A reserve-based management approach to sustainability requires a change in vision that acknowledges the value of safe locations for schooling and other vulnerable traits and behaviors. Considerable fisheries reserve science focuses primarily on the recovery and spillover of community biomass without considering how these factors are influenced by species’ life histories [59]. How the protection of their life histories influences spillover dynamics, effects on compensatory and lost production, and limits to achieving optimum yields need further investigation. The findings here indicate that a failure to protect fisheries species vulnerable to some gear can result in underperforming fisheries and poor spillover into the fisheries. This lost production potential threatens food security among people highly reliant on fisheries resources. Therefore, the key recommendations for future research and management are to focus on restoring species populations that could but are not contributing to fish catch.

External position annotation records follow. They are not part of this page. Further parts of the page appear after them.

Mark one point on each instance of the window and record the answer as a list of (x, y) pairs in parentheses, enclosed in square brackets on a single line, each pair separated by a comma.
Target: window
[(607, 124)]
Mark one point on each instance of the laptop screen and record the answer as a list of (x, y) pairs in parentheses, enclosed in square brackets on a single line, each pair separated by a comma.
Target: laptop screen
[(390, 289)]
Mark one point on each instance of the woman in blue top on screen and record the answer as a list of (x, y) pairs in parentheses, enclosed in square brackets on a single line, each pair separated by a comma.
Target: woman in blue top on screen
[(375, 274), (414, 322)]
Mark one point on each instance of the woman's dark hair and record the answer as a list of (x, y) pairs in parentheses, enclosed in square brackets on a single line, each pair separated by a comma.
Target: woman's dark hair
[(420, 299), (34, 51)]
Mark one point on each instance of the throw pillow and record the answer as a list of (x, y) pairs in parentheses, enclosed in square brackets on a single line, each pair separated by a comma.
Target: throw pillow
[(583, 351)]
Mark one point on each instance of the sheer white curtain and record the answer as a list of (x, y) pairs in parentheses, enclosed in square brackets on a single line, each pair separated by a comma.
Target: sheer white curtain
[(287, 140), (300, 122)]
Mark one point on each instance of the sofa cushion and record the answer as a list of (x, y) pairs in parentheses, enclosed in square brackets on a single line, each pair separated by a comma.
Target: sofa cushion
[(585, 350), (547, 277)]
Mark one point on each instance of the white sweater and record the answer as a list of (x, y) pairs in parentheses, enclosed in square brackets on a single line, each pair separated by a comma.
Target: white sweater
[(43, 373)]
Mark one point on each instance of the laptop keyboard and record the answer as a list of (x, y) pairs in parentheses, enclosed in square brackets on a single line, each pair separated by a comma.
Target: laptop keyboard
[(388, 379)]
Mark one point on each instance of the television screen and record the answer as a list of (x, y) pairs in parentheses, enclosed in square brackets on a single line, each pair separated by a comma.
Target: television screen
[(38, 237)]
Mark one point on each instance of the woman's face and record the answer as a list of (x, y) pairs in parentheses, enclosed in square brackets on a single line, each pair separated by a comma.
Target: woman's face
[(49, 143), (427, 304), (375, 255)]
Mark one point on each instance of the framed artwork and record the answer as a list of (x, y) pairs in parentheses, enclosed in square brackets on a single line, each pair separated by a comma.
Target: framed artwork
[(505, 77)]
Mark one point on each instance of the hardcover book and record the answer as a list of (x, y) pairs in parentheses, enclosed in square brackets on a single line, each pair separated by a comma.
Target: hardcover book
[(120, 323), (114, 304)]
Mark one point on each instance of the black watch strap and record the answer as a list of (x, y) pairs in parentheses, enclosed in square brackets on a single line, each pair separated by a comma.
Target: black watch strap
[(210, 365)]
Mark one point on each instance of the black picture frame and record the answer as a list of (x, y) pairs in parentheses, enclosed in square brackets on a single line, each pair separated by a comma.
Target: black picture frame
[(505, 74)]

Specifically, how the protection of their habitats and life cycles can promote spillover and subsequent fisheries production should be considered.

Supplementary Materials

The following supporting information can be downloaded at: https://www.mdpi.com/article/10.3390/su17062671/s1, Table S1: Description of the 7 fisheries reserves (permanently closed to fishing) in the southern Kenya, northern Tanzania leeward reef lagoon. Reserves arranged from oldest to newest and the size of the closure and sampling periods included. Fishing grounds from north to south and the area of the fishing grounds based on the community mapping project; Table S2: List of Kenyan fish species derived from Fishbase and unpublished government (Kenya Marine and Fisheries Research Institute) and non-government (Wildlife Conservation Society) institutions. Species categorized as commercial or non-commercial based on observations at fish landing sites. Table S3: Numbers of fish species in Kenya, captured in the studied fishery, classified as commercial and noncommercial. Missing in reserve census, missing in catch, and shared common; Table S4: Logistic nonlinear least-squares regressions parameter estimates (mean ± SE) of significant fish family biomass categories; Table S5: Principal component analysis (PCA) list of species for both gear and site. Respective fish families are presented. Table S6: Length-based analysis results organized by family. Represented are number of samples (n), maximum length (Lmax) within the sample, maximum length (Lmax) according to FishBase (Froese and Pauly 2023). Results from length of optimum yield (Lopt), mean of the ratio of L:Lopt along with standard error and upper and lower 95% confidence intervals. The same outputs are presented for length at maturity (Lmat). Finally, the spawning potential ratio (SPR) values are presented along with the source (FishBase or FishLife; see main text for details). Summaries used 2284 individuals sampled between August of 2022 and December of 2023.

Author Contributions

Conceptualization, T.R.M.; Methodology, J.K.K.; Validation, T.R.M.; Formal analysis, T.R.M. and A.T.H.; Investigation, J.K.K.; Data curation, J.K.K.; Writing—original draft, T.R.M.; Writing—review & editing, J.K.K. and A.T.H.; Visualization, J.K.K. and A.T.H.; Project administration, T.R.M.; Funding acquisition, T.R.M. All authors have read and agreed to the published version of the manuscript.

Funding

Research was made possible by the Feed the Future Innovation Lab in partnership with the Mississippi State University through an award from USAID (Award No. 7200AA18CA00030). T.R. McClanahan was also supported by the Bloomberg Foundation’s Vibrant Oceans Initiative.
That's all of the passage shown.